Ratepayers also paid for backup power; principally in the form of gas generation. The contracts that the Ontario Power Authority (OPA) negotiate with gas generators pay them for their backup (they are paid to be ready to produce when the wind isn’t) and that is about $15,000 per MW per month. That means that the 4.6 TWh that the wind generators produced generates payments to gas generation plants. For sitting around “at the ready” the gas plant operators received about $90 million for producing no power for the cost of that “clean” wind generation.

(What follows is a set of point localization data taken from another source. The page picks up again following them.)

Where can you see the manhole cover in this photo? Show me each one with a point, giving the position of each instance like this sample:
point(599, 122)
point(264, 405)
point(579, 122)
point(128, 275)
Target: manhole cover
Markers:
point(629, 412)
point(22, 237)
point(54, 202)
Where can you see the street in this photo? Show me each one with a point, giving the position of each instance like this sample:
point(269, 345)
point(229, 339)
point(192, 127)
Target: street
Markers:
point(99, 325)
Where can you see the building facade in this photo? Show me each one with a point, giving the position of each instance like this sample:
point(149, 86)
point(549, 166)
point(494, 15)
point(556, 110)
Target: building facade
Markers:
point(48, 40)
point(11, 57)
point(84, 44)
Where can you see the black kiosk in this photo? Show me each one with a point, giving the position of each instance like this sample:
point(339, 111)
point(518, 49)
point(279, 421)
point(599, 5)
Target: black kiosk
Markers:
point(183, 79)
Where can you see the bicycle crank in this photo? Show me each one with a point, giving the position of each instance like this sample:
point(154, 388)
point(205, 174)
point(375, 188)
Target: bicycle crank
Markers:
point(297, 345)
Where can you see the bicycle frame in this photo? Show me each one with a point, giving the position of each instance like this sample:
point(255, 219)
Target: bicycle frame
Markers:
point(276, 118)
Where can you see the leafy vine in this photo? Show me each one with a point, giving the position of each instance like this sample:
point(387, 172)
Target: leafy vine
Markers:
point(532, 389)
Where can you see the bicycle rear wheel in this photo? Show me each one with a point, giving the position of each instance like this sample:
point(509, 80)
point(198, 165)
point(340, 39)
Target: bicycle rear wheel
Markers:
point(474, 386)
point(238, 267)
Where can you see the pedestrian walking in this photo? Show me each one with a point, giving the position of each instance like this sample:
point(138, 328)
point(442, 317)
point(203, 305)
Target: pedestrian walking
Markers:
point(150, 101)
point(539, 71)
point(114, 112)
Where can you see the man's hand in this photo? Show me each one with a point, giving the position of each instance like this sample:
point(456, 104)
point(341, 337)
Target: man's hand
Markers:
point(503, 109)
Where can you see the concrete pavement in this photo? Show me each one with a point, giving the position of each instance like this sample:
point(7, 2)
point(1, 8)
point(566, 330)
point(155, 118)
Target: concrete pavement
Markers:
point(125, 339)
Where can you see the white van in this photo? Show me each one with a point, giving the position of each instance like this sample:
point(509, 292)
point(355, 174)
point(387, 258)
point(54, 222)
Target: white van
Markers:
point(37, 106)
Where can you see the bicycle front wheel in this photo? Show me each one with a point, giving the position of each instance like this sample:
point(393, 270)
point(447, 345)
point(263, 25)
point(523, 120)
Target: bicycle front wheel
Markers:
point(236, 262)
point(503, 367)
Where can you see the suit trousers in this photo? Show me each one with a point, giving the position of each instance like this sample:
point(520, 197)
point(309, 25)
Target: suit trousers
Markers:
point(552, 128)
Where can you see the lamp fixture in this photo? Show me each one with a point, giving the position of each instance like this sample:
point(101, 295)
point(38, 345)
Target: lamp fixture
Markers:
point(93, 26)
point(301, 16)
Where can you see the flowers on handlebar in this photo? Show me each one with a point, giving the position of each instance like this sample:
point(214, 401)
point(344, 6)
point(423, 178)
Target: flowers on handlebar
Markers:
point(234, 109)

Not included in the foregoing is the cost to Ontario Power Generation (OPG) who are often told to “spill” cheap clean hydroelectric generation and receive no compensation. Unfortunately no information is available to calculate what that cost is, despite the efforts of the writer and other critics, but one must assume it would be significant. Likewise Bruce Power who operate “flexible” nuclear plants are forced to “steam off” or “steam bypass” nuclear production, and are paid for that lost production but the cost to the ratepayers is an unknown. The assumption is that it is a large amount. Additionally the cost of those transmission lines built by Hydro One to deliver that wind (and solar) power is a significant amount but again the costs related to wind production hookup and transmission is not quantifiable as Hydro One do not break down their capital costs to identify monies spent to hook up renewables. Nevertheless with annual capital expenditures of about $1.5 billion it is safe to assume the monies spent supporting the wind segment are significant.
So let’s look at some facts that we can point to:
- Wind supplied 4.6 TWh of Ontario’s total generation in 2012 which was 3% of total generation of 151.8 TWh supplied by all power operators.
- Ontario exported 14.6 TWh in 2012 or 3.2 times the power wind generated, meaning Ontario did not need this power.
- Wind required back-up generation (primarily gas) for the 71% of the time wind turbines produced zero (0) electricity and during the 29% of the time those gas plants sat idle they were paid $15,000 per MW/per Month (Net Revenue Requirement) meaning it cost Ontario ratepayers $90 million. NB: A 500 MW gas plant could have produced that 4.6 TWh but for sitting idle were paid $90 million (500 MW X $15,000 X 12 months = $90 million).
- The 4.6 TWh of electricity if provided by the coal generation plants could have produced the same power at a cost of $111 million (4.6 TWh X $24.1 million per TWh = $111 million) instead of the $614 million (4.6 TWh X $135 million per TWh) that the wind production cost.
- If the back-up gas generation costs of $90 million are added to the excess (over HOEP) costs of wind the total costs to the ratepayers in 2012 was $593 million or 9.2% of the total Global Adjustment (GA) pot of $6.455 billion which was $1.146 billion higher then the 2011 GA total.
To summarize; Ontario’s industrial wind turbines produced 3% of total generation and the bulk of that production was exported. The 3% it generated cost Ontario’s ratepayers 9.2% of the total Global Adjustment or $593 million. The $593 million in costs represents an increase of $130 per annum for the average Ontario ratepayer producing NO BENEFITS.
That $593 million found its way to ratepayers electricity bills and then became taxable with another $77 million removed from ratepayers pockets as taxes through the application of the HST.
The Liberals have managed, through their energy policies, a situation that will see the waste highlighted above, repeat itself again and again for the next 20 years or longer. It makes the scandals of e-health, Ornge and the gas plant moves look small in comparison.